Felimare pinna

Scientific classification
- Kingdom: Animalia
- Phylum: Mollusca
- Class: Gastropoda
- Order: Nudibranchia
- Family: Chromodorididae
- Genus: Felimare
- Species: F. pinna
- Binomial name: Felimare pinna (Ortea, 1988)
- Synonyms: Hypselodoris pinna Ortea, 1988 ;

= Felimare pinna =

- Genus: Felimare
- Species: pinna
- Authority: (Ortea, 1988)

Species of gastropod

Felimare pinna is a species of sea slug or dorid nudibranch, a marine gastropod mollusc in the family Chromodorididae. Transferred to the genus Felimare according to the hypothesis that all Atlantic species which were formerly Hypselodoris belong in that genus.

== Distribution ==
This species was described from Baía do Galeão, Maio, Cape Verde with additional specimens from Boavista.

==Description==
Felimare pinna is dark blue with a wide longitudinal white band in the middle of the back. The sides of this band have quadrangular expansions in the form of battlements, alternating with areas of very dark blue colour in which there are conspicuous white spots. The middle white band reaches the rhinophores or penetrates between them and surrounds the gill behind. In the larger specimens, the white band tends to fade and loses its uniform opaque white tone due to the appearance of brownish tones disintegrating it. In front of the rhinophores the mantle is dark blue with elongated white specks. The tail is also blue, with a median stripe of orange colour and little white spots that become smaller towards the foot. The edge of the mantle has a thin orange line above and one below, delimiting a dark blue zone between them.

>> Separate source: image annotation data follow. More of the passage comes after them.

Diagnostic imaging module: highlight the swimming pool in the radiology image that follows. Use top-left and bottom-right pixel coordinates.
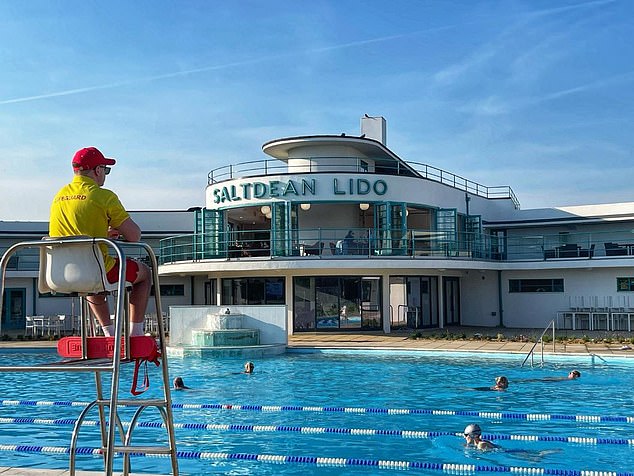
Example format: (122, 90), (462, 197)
(0, 350), (634, 475)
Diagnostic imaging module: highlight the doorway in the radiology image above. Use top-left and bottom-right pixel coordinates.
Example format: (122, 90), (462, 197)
(443, 276), (460, 326)
(2, 288), (26, 330)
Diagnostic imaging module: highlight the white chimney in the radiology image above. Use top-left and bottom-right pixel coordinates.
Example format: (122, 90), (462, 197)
(361, 114), (387, 146)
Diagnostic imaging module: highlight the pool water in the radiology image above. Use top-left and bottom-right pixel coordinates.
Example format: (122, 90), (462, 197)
(0, 350), (634, 475)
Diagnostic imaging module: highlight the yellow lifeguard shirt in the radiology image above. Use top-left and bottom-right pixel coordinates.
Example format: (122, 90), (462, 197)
(48, 175), (130, 272)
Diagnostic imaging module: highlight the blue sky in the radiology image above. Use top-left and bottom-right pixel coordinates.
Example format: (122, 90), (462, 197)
(0, 0), (634, 220)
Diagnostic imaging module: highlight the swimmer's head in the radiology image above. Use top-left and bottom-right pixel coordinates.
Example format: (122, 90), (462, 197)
(464, 423), (482, 438)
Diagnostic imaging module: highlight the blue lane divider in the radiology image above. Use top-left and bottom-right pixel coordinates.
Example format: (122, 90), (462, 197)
(0, 417), (634, 446)
(0, 445), (634, 476)
(0, 400), (634, 423)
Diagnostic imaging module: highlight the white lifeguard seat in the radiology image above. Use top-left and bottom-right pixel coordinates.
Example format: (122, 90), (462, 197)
(38, 236), (124, 294)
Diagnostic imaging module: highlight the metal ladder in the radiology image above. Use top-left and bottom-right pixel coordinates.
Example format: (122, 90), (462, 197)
(520, 319), (555, 367)
(0, 237), (178, 476)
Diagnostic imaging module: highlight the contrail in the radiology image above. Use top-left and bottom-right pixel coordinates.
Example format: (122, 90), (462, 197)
(0, 25), (458, 105)
(0, 0), (616, 105)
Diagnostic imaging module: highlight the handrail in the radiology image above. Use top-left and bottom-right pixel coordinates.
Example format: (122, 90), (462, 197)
(521, 319), (555, 367)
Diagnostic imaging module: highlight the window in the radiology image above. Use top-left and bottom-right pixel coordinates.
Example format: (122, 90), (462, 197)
(293, 276), (383, 331)
(222, 278), (286, 305)
(150, 284), (185, 296)
(509, 279), (564, 293)
(616, 278), (634, 291)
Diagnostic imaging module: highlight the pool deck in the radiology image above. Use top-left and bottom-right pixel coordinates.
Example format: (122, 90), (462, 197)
(288, 329), (634, 357)
(0, 327), (634, 356)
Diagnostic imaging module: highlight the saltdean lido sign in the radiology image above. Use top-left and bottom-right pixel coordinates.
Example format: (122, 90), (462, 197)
(212, 178), (387, 203)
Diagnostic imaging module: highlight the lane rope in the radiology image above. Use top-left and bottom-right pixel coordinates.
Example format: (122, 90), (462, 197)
(0, 417), (634, 446)
(0, 445), (634, 476)
(0, 400), (634, 423)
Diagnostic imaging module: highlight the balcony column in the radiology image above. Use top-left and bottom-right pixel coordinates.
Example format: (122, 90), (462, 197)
(436, 274), (445, 329)
(381, 273), (392, 334)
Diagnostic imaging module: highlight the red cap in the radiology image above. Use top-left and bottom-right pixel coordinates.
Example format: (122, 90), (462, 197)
(73, 147), (116, 170)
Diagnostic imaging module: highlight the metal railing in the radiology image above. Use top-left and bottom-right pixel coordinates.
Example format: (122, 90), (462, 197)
(157, 228), (634, 264)
(521, 319), (555, 367)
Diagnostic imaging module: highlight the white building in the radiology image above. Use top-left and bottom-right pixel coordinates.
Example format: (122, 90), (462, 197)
(0, 116), (634, 334)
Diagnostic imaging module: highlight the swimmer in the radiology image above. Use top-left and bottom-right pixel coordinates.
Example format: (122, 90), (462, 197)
(473, 375), (509, 391)
(491, 375), (509, 390)
(513, 370), (581, 382)
(464, 423), (499, 450)
(172, 377), (189, 390)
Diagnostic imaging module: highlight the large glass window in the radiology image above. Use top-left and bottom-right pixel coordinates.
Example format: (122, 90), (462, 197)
(222, 278), (286, 305)
(293, 276), (383, 331)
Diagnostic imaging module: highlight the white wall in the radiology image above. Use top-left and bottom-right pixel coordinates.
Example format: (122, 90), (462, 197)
(502, 268), (634, 328)
(169, 306), (288, 346)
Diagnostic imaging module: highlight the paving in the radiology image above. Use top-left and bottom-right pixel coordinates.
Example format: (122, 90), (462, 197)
(288, 329), (634, 357)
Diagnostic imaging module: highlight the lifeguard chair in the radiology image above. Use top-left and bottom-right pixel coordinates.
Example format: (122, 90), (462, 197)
(0, 237), (178, 476)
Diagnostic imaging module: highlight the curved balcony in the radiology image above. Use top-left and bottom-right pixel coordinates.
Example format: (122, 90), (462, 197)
(160, 228), (634, 264)
(207, 157), (520, 210)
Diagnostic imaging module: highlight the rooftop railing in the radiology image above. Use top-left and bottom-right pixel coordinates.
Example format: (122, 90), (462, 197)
(207, 157), (520, 209)
(159, 228), (634, 264)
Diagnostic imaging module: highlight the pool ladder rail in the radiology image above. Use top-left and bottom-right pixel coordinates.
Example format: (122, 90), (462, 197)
(0, 237), (178, 476)
(521, 319), (555, 367)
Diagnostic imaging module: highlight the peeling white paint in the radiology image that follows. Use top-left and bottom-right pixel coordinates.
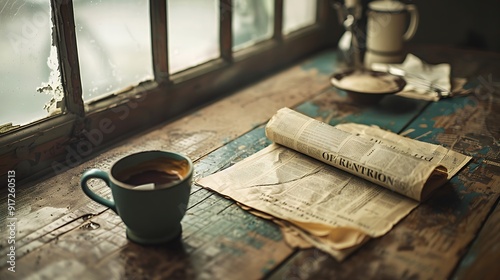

The rhinophores are blue with opaque white spots in the lower two thirds and uniformly white in the upper third, whilst the gill leaves have the lower third blue and the rest white. The rachis is also white. In the smallest animal studied (2 mm) there were 5 gill leaves and in the largest (25 mm) 10 leaves. After the gill the mantle narrows. The hyponotum is dark blue with white spots on the upper part and yellowish-white spots near the foot; in larger individuals there is always a greater abundance of yellow spots. At the genital opening there is always a series of large spots and numerous small spots underneath it. In the older and larger specimens, the dark blue of the mantle takes on a brownish hue.